Fixed mortgage rate markets take longer to crash. It is the macro recession and unemployment that takes them out eventually but when they do capitulate the losses are steeper and deeper. The delayed price discovery process really comes out with a bang. I expect major metros with a bit of bubble action history in the USA to cave by in excess of 60% over the next 5-7 years. I state it plainly for the record. Prices at zirb are simply very different to prices at 7.5% historical average mortgage rates. There is a formula. It is not a matter of opinion. It is a matter of arithmetic i am afraid, and not much more. No amount of glib realtor posing will change that.
Fixed mortgage rate markets, for the same policy rate and 10 year benchmark rate, always price more expensive mortgage rates than variable rate markets. It is formulaic and fundamentally due to the long term fix structure. You pay for the rate insurance basically. That is why fixed rate markets fall further than variable rate markets, once they fall. The mortgages are more expensive, all else equal. The move from zirb to historical average mortgate rates in the USA is absolutely going to be catastrophic. Catastrophic. They played with fire, they doubled down, they got crazy - and then reality caught up with them. It always does. A ponzi scheme is evident in retrospect each time.
For those of you who believe in ponzi schemes and interest rate reversion as a feature of yield curves over time - and you should because we have centuries of evidence confirming both - and have positioned themselves accordingly, short housing, and long cash, there are going to be a few years of bumper investment opportunity in the second half of this decade. Rational patience and wisdom will be rewarded. It has been a long wait and some very very irresponsible governance but those are the breaks. Life is not fair.

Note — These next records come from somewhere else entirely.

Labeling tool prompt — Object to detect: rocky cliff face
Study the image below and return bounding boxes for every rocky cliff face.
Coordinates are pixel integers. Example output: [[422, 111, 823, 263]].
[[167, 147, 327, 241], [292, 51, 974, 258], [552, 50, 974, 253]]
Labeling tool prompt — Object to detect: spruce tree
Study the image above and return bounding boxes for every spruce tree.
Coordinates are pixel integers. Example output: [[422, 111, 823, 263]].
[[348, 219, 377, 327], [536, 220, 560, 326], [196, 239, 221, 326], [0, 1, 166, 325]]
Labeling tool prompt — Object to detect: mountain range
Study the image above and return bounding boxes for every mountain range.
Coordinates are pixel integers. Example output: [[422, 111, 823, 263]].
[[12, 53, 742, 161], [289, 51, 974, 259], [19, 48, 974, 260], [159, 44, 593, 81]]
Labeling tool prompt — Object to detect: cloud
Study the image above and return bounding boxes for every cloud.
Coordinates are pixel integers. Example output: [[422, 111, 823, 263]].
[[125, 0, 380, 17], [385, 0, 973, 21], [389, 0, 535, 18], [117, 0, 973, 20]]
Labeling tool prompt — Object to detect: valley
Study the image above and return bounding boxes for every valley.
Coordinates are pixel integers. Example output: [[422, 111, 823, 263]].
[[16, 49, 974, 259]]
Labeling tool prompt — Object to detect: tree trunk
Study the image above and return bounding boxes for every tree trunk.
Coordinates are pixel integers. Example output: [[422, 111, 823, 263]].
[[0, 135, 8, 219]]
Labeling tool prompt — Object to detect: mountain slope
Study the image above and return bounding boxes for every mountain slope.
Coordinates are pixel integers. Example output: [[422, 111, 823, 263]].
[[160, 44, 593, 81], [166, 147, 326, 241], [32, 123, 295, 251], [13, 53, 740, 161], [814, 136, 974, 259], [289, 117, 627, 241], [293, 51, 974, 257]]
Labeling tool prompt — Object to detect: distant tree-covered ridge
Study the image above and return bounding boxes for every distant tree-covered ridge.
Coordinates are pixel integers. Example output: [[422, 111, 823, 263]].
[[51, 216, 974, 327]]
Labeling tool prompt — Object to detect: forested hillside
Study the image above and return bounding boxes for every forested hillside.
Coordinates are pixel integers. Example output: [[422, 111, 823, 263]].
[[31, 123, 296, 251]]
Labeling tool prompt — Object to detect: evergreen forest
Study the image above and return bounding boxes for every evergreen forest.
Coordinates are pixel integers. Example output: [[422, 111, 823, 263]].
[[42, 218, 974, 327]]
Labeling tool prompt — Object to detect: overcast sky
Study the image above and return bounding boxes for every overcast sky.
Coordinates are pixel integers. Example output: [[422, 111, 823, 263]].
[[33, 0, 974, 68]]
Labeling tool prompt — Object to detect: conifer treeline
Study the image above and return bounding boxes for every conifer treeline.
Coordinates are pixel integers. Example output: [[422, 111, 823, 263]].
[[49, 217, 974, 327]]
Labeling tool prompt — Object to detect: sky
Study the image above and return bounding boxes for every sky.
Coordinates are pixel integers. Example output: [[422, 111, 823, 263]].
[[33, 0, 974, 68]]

One of the realities of contrarian investing when it comes to property market bubbles is that property bubbles imploding are correlated strongly with currency crises. It tends strongly to be the case that holding cash external to bubble markets is a good strategy. For those of you who hold your cash in semi-reserves and waited for property carnage, you are about to be vindicated most profitably on your beliefs and investment wisdom.